Introduction to GPU programming with CUDA

Instructor: Dr. Juan Carlos Zuniga-Anaya (University of Saskatchewan)

Title: Introduction to GPU programming with CUDA

This is a general introduction to the GP-GPU programming model and the use of CUDA and C to implement parallel computations in modern NVIDIA-GPU devices. The course also provides a series of examples and practical exercises where the attendees will be able to implement the concepts and techniques learned.

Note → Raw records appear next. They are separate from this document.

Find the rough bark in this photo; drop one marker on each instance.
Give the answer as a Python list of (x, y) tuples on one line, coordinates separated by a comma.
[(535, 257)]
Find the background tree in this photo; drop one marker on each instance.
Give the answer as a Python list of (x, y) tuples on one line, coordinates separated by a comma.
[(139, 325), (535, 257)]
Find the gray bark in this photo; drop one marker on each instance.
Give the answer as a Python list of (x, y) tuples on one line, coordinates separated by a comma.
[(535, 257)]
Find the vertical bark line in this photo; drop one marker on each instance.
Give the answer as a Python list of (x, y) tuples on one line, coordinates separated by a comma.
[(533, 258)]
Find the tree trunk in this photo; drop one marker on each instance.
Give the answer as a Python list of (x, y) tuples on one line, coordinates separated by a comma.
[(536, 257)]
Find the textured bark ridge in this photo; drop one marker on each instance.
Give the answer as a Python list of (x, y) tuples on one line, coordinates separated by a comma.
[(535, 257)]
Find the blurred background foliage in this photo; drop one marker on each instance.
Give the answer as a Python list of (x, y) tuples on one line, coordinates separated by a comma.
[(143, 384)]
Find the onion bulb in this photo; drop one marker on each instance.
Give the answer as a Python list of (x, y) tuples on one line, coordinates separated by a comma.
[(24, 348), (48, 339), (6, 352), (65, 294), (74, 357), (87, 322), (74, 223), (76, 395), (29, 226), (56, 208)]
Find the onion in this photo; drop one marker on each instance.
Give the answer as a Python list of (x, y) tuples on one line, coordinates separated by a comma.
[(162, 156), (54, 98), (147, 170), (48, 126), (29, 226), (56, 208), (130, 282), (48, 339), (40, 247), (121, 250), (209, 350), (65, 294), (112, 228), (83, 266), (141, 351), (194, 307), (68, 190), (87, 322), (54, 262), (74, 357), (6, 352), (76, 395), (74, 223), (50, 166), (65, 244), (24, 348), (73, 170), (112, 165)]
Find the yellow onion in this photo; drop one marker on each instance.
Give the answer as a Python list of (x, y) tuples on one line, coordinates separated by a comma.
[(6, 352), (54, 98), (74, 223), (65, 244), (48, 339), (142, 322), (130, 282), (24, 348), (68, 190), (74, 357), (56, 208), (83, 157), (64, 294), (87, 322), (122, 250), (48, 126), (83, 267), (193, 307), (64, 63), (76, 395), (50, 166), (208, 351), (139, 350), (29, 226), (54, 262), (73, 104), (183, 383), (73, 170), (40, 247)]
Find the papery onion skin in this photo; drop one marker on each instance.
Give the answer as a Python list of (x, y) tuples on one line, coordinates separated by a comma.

Target audience: anyone interested in learning CUDA from C

Course plan:

Overview of GPU computing
- what is a GPU?
- GPU architecture
- GPU programming approaches
CUDA programming model
- data parallelism
- thread hierarchy
- memory model
Synchronicity in CUDA
- task timeline (kernels, transfers, CPU computations)
- concurrency
- streams and events (synchronization)
Profiling and optimization of CUDA kernels
- instrumenting code, and the NVIDIA profiler
- occupancy (memory latency, stalls)
- branching, iterations, loops

Note that contents won’t be given in strict order, but rather “as needed” during the solution of examples and exercises, combining presentation of concepts with hands-on experiences.

Duration: 6 hours

Level: intermediate

Prerequisites: Some programming background is required. In particular, basic knowledge of C or C++ is necessary to follow the examples and exercises.

Setup:

Cluster reservation: ideally 1 GPU per student (this way we can fit 4 students per node on Cedar, only 2 per node on Graham)
Laptop software: SSH client (built-in on Mac/Linux, on Windows MobaXTerm or PuTTY)